He excelled at doing things quickly and cheaply.   His most stunningly Cost-effective stroke was building his first original design, 28 ft Venus, from the timbers of a 70 year-old church that was to be torn down.  Paul offered to dispose of the lumber and the deal was struck—the minister saw a pile of used wood, old, with nail holes from the preceding century.  Paul saw that it was all old growth Florida pitch pine cut from trees that had grown for centuries in the virgin forests before they were felled.

There are no more 300-year-old pitch pine trees.  A more impervious material for a boat is hard to find at any price.  Suffused with pitch, the wood is proof against rot, marine worms, rust, termites, or water
logging.

As far as Paul was concerned, 70 years in a church had properly seasoned his lumber. He borrowed a truck, rented a sawmill for a night, and by dawn had cut up all the frames, strips and timbers he needed. He worked dawn to dusk building the hull in a girl friend’s back yard, salvaged bronze hardware from wrecks, and sewed his own sails at night, all of which inspired admiring onlookers to donate spare hose, a coil of line, a length of chain and old tools that were collecting dust in an attic.  He claimed he spent just over a grand in cash by the time she was launched.  Paul did exaggerate, and mightily, but still…it was a remarkable achievement performed on relatively no funds.
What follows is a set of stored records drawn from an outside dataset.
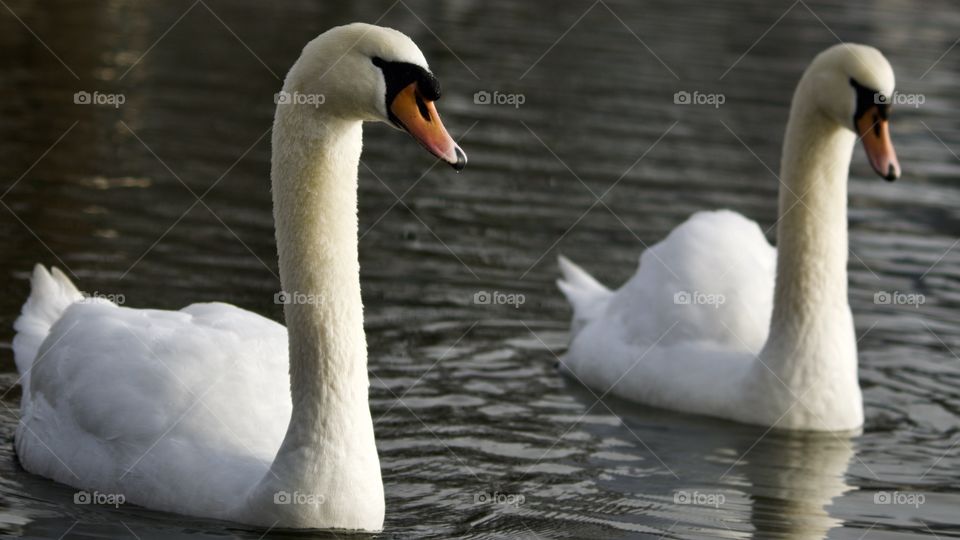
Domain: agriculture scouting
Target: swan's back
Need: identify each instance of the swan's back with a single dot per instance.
(710, 279)
(177, 410)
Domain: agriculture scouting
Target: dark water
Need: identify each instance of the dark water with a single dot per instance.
(466, 396)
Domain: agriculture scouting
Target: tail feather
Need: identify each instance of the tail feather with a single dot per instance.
(586, 294)
(50, 294)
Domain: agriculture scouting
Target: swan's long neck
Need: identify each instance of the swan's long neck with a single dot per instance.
(810, 327)
(329, 446)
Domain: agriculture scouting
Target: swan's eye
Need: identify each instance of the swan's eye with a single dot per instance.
(422, 107)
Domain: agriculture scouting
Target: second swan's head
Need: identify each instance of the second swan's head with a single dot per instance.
(853, 84)
(370, 73)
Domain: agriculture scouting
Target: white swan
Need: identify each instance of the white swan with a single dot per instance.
(190, 411)
(718, 322)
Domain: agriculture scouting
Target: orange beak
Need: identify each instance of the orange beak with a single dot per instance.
(419, 117)
(874, 131)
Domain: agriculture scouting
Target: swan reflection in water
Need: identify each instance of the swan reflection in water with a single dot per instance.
(714, 472)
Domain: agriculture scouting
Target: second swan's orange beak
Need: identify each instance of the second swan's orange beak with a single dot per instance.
(874, 130)
(419, 117)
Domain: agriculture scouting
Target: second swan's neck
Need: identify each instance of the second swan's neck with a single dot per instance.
(810, 299)
(329, 447)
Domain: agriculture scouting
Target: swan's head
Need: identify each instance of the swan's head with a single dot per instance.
(853, 84)
(365, 72)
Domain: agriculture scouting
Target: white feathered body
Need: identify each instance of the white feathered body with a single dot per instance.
(175, 410)
(718, 322)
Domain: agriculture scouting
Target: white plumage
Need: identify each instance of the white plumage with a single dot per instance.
(215, 411)
(718, 322)
(173, 409)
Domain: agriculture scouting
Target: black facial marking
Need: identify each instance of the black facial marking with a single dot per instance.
(399, 75)
(867, 98)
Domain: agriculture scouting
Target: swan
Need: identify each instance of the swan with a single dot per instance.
(718, 322)
(214, 411)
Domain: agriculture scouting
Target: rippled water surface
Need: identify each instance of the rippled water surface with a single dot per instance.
(466, 397)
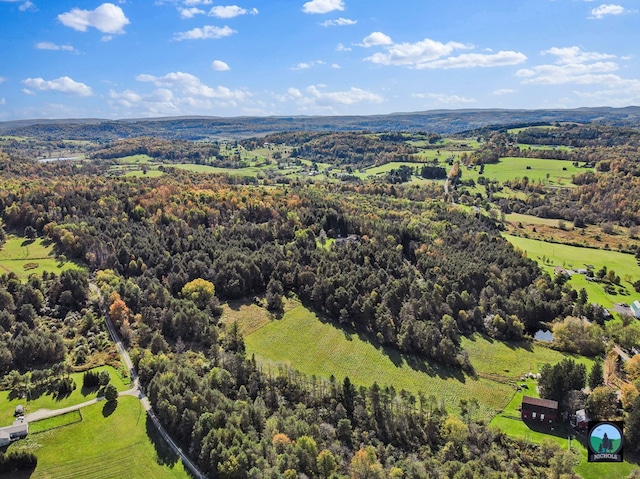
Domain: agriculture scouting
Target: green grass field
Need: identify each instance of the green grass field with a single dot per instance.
(47, 401)
(250, 171)
(142, 174)
(382, 169)
(25, 257)
(514, 359)
(134, 159)
(103, 445)
(625, 266)
(535, 220)
(560, 171)
(319, 348)
(55, 422)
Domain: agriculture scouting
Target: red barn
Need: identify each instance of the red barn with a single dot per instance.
(539, 410)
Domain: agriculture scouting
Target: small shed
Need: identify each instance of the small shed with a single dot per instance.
(5, 440)
(539, 410)
(581, 422)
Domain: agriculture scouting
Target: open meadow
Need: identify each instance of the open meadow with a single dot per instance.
(24, 257)
(548, 172)
(104, 444)
(39, 399)
(318, 348)
(550, 255)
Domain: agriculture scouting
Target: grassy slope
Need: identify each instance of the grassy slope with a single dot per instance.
(101, 447)
(19, 251)
(47, 401)
(623, 264)
(512, 167)
(319, 348)
(509, 422)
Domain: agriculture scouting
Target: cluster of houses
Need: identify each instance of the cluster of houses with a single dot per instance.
(18, 430)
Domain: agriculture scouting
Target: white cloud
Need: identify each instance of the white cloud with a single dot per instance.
(338, 22)
(176, 93)
(569, 55)
(220, 66)
(376, 38)
(313, 97)
(62, 84)
(607, 9)
(190, 12)
(307, 65)
(26, 5)
(107, 18)
(477, 60)
(191, 86)
(323, 6)
(231, 11)
(415, 54)
(54, 47)
(206, 32)
(572, 65)
(504, 91)
(433, 54)
(446, 99)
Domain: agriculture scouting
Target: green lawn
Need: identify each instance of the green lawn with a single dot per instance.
(142, 174)
(550, 255)
(105, 444)
(55, 422)
(382, 169)
(514, 359)
(560, 171)
(319, 348)
(47, 401)
(133, 159)
(250, 171)
(509, 422)
(25, 257)
(534, 220)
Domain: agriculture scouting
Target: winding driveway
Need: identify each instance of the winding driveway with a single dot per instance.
(136, 390)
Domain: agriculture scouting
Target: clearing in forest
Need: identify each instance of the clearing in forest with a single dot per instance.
(550, 255)
(25, 257)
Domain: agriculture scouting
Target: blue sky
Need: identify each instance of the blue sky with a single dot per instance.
(135, 59)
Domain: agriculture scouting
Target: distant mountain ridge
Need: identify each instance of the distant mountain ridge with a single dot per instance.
(202, 128)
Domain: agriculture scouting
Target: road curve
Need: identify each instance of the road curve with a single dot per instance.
(190, 465)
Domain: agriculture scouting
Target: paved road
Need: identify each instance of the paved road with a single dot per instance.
(47, 413)
(136, 390)
(625, 357)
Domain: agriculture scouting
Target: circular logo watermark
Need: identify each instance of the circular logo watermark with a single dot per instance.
(605, 442)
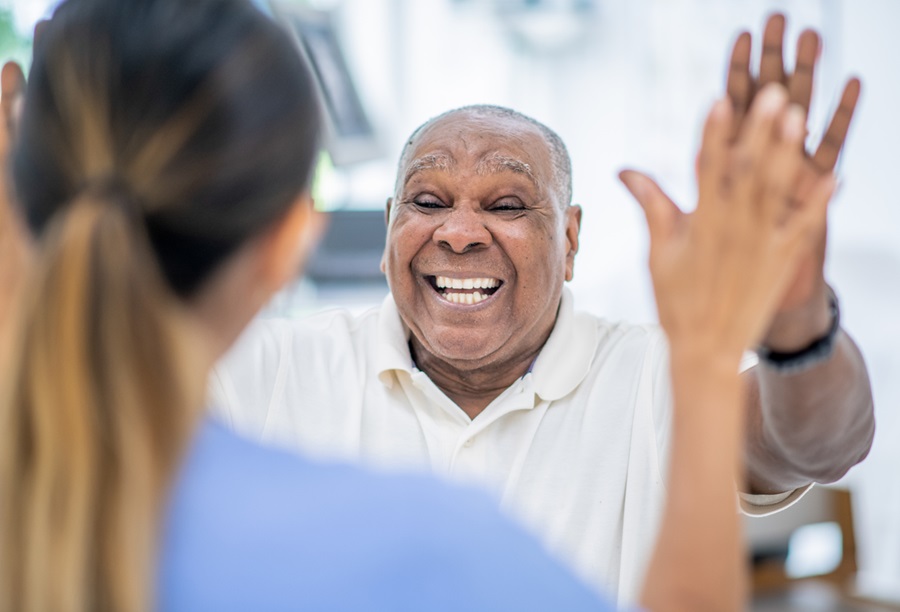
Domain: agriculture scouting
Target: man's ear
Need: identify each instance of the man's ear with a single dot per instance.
(573, 227)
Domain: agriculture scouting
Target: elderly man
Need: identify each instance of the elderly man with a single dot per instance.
(478, 366)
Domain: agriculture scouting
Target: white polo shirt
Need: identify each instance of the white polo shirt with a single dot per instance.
(576, 448)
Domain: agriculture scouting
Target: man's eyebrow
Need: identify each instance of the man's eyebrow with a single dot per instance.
(502, 163)
(435, 161)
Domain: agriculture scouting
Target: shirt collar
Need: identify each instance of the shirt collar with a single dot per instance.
(561, 365)
(393, 343)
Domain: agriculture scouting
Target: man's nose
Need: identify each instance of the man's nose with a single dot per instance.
(463, 230)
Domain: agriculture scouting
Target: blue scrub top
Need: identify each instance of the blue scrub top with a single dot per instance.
(252, 528)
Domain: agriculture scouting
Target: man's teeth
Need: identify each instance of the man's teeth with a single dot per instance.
(464, 298)
(445, 282)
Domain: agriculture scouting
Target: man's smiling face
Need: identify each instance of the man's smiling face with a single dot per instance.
(478, 243)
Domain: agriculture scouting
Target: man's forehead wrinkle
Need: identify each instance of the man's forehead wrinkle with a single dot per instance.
(432, 161)
(495, 162)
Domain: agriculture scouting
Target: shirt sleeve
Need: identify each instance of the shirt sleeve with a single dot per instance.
(241, 387)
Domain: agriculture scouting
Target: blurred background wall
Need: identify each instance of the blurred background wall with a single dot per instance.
(626, 84)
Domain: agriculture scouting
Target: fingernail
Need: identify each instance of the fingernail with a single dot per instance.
(720, 109)
(794, 123)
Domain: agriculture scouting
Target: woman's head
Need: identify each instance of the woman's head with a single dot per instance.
(196, 119)
(158, 139)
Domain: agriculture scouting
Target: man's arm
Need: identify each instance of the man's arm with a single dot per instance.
(810, 426)
(718, 276)
(813, 425)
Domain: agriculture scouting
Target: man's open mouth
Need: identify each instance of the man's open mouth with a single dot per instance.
(465, 290)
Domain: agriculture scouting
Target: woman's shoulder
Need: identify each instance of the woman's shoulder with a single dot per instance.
(251, 527)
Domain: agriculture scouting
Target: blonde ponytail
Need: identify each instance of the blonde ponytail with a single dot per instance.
(101, 403)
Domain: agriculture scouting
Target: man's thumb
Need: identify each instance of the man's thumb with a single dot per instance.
(659, 209)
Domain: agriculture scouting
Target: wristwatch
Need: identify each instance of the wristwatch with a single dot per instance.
(816, 352)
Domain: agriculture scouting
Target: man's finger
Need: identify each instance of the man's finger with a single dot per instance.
(801, 82)
(753, 146)
(830, 148)
(771, 63)
(783, 163)
(739, 84)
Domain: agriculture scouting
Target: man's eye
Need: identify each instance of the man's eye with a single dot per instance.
(508, 205)
(428, 203)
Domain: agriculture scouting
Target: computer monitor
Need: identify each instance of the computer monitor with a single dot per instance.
(349, 135)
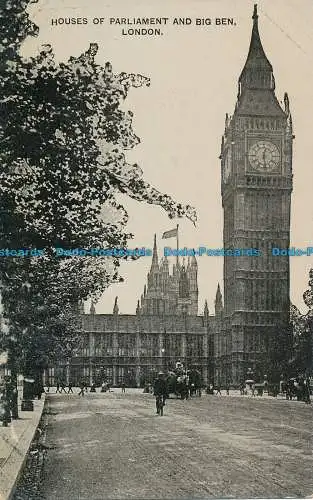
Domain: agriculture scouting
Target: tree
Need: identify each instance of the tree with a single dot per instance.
(64, 139)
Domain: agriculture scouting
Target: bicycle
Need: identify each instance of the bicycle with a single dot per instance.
(159, 401)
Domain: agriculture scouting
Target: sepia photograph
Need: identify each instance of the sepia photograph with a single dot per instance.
(156, 249)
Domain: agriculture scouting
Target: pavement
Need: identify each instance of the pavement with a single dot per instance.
(15, 441)
(114, 446)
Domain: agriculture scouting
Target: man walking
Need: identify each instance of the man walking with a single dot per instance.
(160, 388)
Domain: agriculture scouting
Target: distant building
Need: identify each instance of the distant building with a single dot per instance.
(256, 186)
(165, 329)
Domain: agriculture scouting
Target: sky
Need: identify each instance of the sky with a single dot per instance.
(180, 118)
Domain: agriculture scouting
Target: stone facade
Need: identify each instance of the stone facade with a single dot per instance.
(166, 328)
(256, 185)
(256, 162)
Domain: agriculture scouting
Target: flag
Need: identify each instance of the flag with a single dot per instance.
(172, 233)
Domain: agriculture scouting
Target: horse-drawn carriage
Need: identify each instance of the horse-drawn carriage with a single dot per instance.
(182, 383)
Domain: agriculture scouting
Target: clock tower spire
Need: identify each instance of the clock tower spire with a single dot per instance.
(256, 167)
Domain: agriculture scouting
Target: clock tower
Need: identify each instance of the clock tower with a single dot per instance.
(256, 185)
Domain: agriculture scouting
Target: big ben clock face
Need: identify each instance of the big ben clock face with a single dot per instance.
(264, 156)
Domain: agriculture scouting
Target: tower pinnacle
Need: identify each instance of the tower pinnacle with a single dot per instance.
(257, 72)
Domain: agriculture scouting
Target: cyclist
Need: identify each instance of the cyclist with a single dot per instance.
(160, 389)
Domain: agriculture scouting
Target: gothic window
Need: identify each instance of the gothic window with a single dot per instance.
(98, 345)
(107, 344)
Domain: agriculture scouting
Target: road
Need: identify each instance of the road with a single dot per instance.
(114, 446)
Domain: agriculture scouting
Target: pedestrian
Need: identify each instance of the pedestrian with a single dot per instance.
(218, 390)
(160, 391)
(63, 387)
(307, 391)
(253, 389)
(82, 389)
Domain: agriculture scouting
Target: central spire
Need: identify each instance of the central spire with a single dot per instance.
(257, 72)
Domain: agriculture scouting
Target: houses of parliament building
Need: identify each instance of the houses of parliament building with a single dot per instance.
(256, 185)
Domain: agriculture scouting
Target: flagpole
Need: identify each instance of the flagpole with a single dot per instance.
(177, 241)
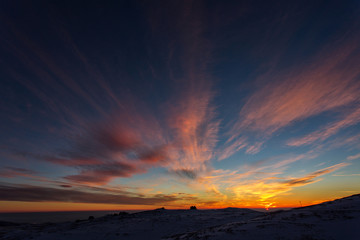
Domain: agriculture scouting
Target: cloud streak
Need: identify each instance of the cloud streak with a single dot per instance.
(328, 82)
(28, 193)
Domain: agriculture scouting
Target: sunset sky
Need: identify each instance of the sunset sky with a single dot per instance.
(144, 104)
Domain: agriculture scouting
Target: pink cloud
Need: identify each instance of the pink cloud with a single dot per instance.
(325, 84)
(350, 119)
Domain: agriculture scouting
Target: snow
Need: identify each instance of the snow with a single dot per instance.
(339, 219)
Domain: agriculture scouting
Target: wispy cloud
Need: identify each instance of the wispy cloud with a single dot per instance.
(261, 186)
(29, 193)
(329, 130)
(11, 172)
(353, 157)
(328, 82)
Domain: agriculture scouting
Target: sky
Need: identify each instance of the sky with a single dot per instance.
(146, 104)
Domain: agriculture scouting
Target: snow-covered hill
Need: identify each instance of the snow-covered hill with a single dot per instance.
(339, 219)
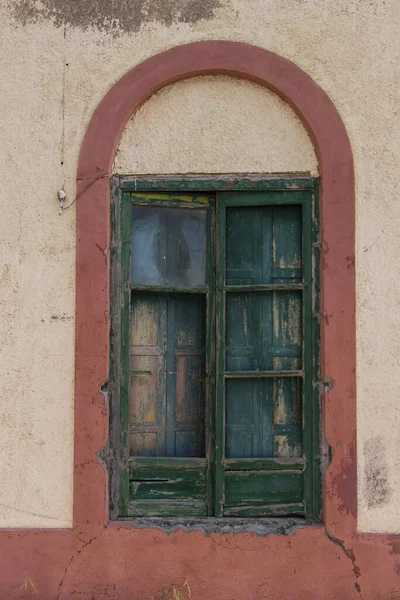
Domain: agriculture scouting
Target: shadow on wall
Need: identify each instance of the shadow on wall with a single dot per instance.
(112, 16)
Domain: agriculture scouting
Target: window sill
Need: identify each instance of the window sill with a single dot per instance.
(226, 525)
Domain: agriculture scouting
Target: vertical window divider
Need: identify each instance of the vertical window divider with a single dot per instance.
(220, 355)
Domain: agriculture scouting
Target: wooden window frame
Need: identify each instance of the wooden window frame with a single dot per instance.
(117, 454)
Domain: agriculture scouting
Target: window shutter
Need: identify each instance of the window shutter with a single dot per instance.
(262, 291)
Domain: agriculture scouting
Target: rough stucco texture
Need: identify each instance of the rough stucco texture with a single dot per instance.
(217, 124)
(55, 70)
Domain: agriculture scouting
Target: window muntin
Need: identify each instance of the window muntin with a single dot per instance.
(257, 426)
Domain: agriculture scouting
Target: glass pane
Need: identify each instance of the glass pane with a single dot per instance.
(263, 331)
(264, 418)
(167, 374)
(169, 246)
(263, 245)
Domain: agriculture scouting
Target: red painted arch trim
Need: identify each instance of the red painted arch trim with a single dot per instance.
(331, 142)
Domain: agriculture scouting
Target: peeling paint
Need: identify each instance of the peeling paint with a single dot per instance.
(112, 16)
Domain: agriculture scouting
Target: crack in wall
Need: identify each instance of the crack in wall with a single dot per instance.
(350, 554)
(72, 560)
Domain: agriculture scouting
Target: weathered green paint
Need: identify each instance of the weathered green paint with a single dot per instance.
(136, 463)
(281, 368)
(263, 488)
(206, 184)
(262, 374)
(269, 510)
(169, 508)
(263, 464)
(267, 332)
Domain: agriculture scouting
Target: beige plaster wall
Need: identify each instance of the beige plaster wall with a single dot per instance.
(215, 124)
(54, 73)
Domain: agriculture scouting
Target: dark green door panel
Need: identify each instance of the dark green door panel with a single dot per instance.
(218, 373)
(263, 292)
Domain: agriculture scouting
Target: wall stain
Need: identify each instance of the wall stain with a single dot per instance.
(376, 489)
(112, 16)
(345, 483)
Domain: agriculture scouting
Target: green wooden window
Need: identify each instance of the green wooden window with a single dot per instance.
(215, 351)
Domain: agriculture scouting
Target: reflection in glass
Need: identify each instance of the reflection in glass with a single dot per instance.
(168, 247)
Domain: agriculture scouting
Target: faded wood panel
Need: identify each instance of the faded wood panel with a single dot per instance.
(263, 332)
(185, 419)
(147, 375)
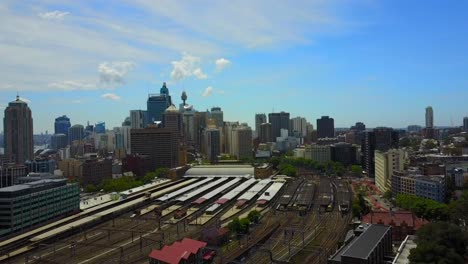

Paul substituted prodigious energy, skill and charm for money.

Although she was the same length on deck (28 ft.) as my Venceremos, Little Venus had twice the room below, sailed as well off the wind, and looked a lot saltier.   Paul put her to her work, sailing her all over the North Atlantic.  He would spend winters in the West Indies, summers in England and stop at places like the Bahamas, Florida, Bermuda, Galicia, Madeira, the Canaries en route.  She proved herself in rough weather, Paul telling about meeting hurricane force winds in a tight low several days south of the Canaries on one trip and having to heave to for two weeks straight during another.

After a number of years Paul built his 42 ft boat, “Big Venus” and sold Little Venus to a friend.  In the neatest of twists, Paul Johnson’s son and his wife are now sailing Little Venus down to the West Indies from Bermuda as I write.  Look for two gaff rigged, double ended ketches coming to a harbor near you!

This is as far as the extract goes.